The struggles we have involve things that most parents do every day. But we do it to an amplified degree. We keep them safe, we teach them, and provide them unconditional love. Keeping them safe is harder, teaching them takes longer, and the love – while no less than the average parent – puts “unconditional” to the test on a daily basis.

Keeping them safe for us is not letting them bite themselves, bang their head on walls or let them run away from you when they are frustrated, because they are not aware of the world around them and may get lost.

Teaching them for us, is showing them for the (literally) 200th time how to do “simple” tasks, like sit in a chair, with patience and love in a way that they are never allowed to fail and become discouraged.

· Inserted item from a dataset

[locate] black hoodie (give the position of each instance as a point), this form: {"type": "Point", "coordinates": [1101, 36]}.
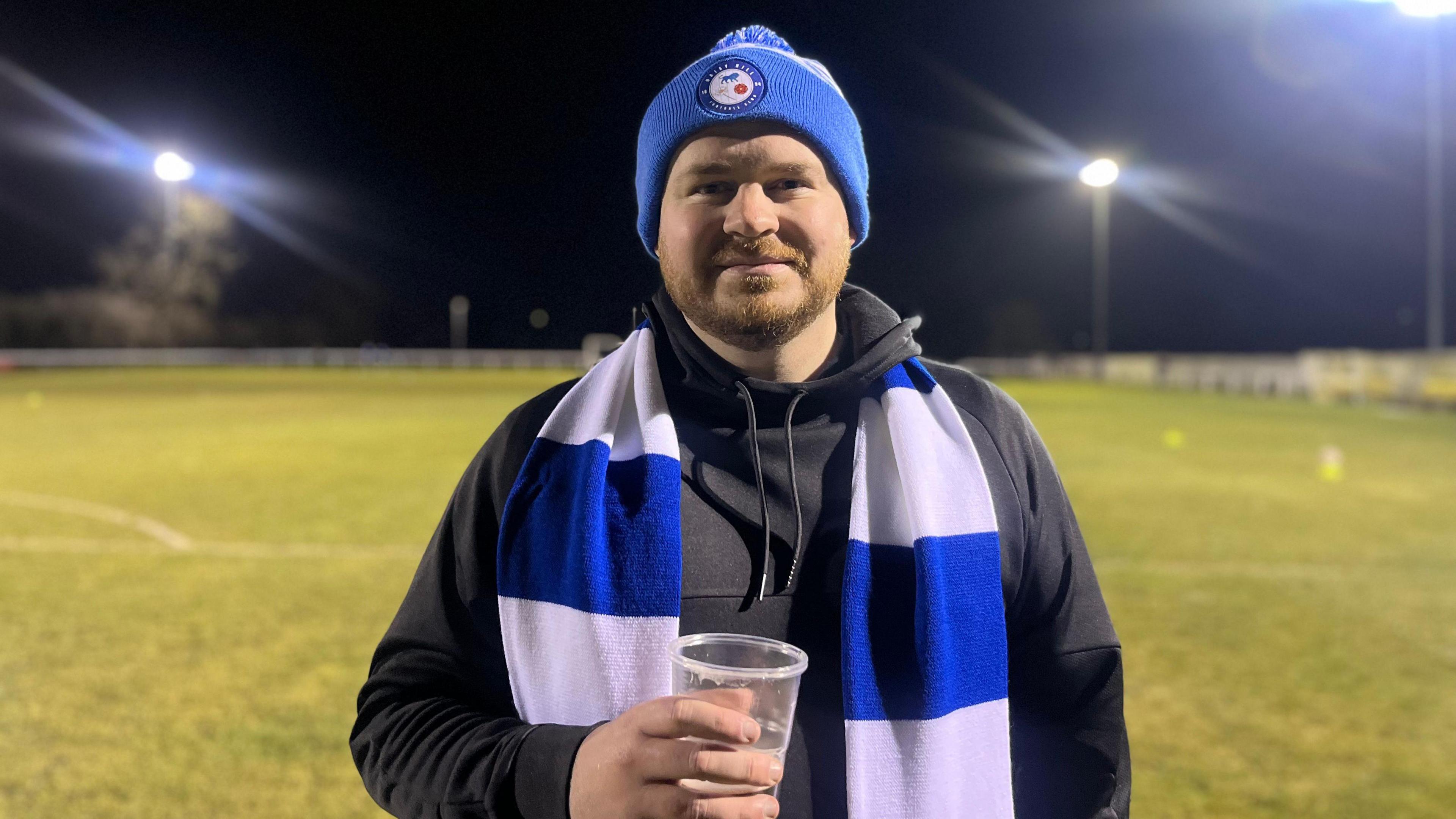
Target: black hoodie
{"type": "Point", "coordinates": [437, 734]}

Unconditional love for us is ignoring when your child bites or slaps you and immediately responding with a hug and a kiss when she stops.

In our house, we call them “The Hurricanes”, “The Divas”, “The Ladies” – all characteristics that they posses for sure.

The Hurricanes, because you always know when they are around - everything is a mess. The Divas, because everything must be a certain way or tantrums ensue. The Ladies, because they are indeed little ladies who like frills, cuddles, kisses, feather boas and pretty shoes.

Life is harder for them than it should be. All we can do is help to make it better.